You were a movie star in Egypt before you were cast in Lawrence of Arabia. How did director David Lean find you?

The truth is, it was a miracle. I had never gone out of Egypt until the age of 30. He said, ”I want a real Arab to play the part of Sherif Ali. Go find me one who can speak English properly.” And it happened to be me…. I always believed that I would be a big star all over the world one day. And I picked the name Omar Sharif because it is easy to pronounce everywhere. [His real name: Michel Chalhoub.]

Lean had you flown to Jordan to test for the role. What was that like?

They asked me to come and read for a smaller part. There was a French guy with blue eyes who was going to play Sherif Ali because the producer [Sam Spiegel] was a real idiot, really, to tell you the truth. He didn’t know what I could do. He just wanted me to play a nothing part. David Lean looked at this French guy and said, ”This is ridiculous. I’m not going to keep this guy!”… I think that David Lean loved me. As soon as he saw me, he said, ”You are my guy! You’re going to be with me!”… And he put me in another one of his films, Doctor Zhivago.

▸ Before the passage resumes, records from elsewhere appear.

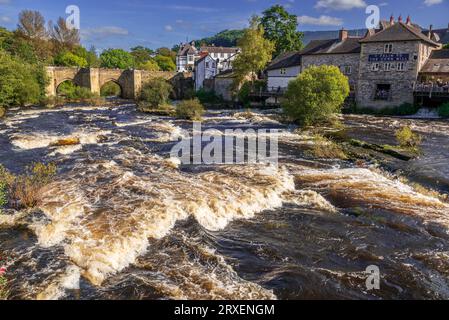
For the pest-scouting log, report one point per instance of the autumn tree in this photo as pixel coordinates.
(316, 95)
(32, 24)
(64, 37)
(256, 52)
(281, 28)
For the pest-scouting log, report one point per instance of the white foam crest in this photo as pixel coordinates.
(107, 225)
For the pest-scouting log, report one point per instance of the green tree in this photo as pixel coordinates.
(68, 59)
(165, 63)
(20, 83)
(316, 95)
(141, 54)
(281, 28)
(256, 52)
(117, 58)
(150, 65)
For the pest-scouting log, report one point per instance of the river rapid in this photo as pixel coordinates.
(123, 221)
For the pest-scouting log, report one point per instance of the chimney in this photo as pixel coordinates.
(343, 34)
(391, 20)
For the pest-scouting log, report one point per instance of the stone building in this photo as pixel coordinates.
(390, 62)
(343, 52)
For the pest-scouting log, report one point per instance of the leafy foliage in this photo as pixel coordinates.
(281, 28)
(316, 95)
(156, 92)
(20, 83)
(68, 59)
(117, 58)
(443, 110)
(407, 138)
(190, 110)
(256, 52)
(225, 38)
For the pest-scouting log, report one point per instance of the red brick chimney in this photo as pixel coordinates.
(343, 34)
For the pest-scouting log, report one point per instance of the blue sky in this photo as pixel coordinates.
(156, 23)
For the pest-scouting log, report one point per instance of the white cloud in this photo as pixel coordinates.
(340, 4)
(430, 3)
(321, 21)
(5, 19)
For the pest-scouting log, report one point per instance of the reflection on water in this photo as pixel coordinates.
(122, 221)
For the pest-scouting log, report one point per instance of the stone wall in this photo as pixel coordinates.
(338, 60)
(401, 82)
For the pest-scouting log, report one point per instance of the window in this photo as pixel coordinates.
(388, 48)
(383, 92)
(348, 70)
(375, 67)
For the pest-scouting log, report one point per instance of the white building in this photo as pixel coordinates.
(223, 55)
(186, 57)
(205, 68)
(282, 70)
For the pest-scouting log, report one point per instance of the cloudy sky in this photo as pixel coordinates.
(156, 23)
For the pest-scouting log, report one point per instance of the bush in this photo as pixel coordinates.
(25, 191)
(190, 110)
(20, 83)
(156, 92)
(316, 95)
(407, 138)
(68, 59)
(443, 110)
(208, 96)
(117, 58)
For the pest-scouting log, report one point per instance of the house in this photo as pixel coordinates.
(282, 70)
(223, 55)
(205, 68)
(390, 62)
(343, 52)
(186, 57)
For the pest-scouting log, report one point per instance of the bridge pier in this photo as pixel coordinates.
(130, 81)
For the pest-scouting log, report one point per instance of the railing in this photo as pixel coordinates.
(430, 89)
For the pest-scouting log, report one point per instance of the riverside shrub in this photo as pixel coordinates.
(316, 95)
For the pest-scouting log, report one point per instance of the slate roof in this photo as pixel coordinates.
(285, 60)
(399, 32)
(212, 49)
(438, 62)
(333, 46)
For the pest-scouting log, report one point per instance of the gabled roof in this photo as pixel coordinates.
(285, 60)
(333, 46)
(438, 62)
(399, 32)
(212, 49)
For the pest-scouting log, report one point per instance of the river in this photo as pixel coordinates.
(123, 221)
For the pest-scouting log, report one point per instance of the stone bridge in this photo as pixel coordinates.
(130, 81)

You have one of the most famous entrances in cinema history, riding across the desert on a camel and shooting a Bedouin drinking at your well. It introduced you to the world.

That’s true…. That scene you’re talking about was the first scene I shot in the whole film and my first scene in a Hollywood movie. I had to take the water out of the well, and I was supposed to have a gun on my shoulder, and I practiced it the night before and it was very difficult. So I had the gun sewn onto my shoulder so it wouldn’t fall. The next day we did it and it went perfectly, and David Lean fell in love with me because he heard I spent the whole night trying to figure it out.

Was there a lot of drinking during the making of the film? You hear stories about Peter O’Toole…

We drank at night in our tents. We had boys who would come and serve us. We drank whiskey all night watching the stars in the sky…. Peter and I were like brothers immediately. He said to me, ”Your name is not Omar Sharif — no one is called Omar Sharif. Your real name is probably Freddy something!” And for the rest of the film and the rest of our lives, he’s never called me Omar. He calls me Freddy.

You’re known as a world-class backgammon player. Did you supplement your income on the set by gambling with your costars?

No, no, no. Not at all. It was later that I gambled. But that was a short time of my life.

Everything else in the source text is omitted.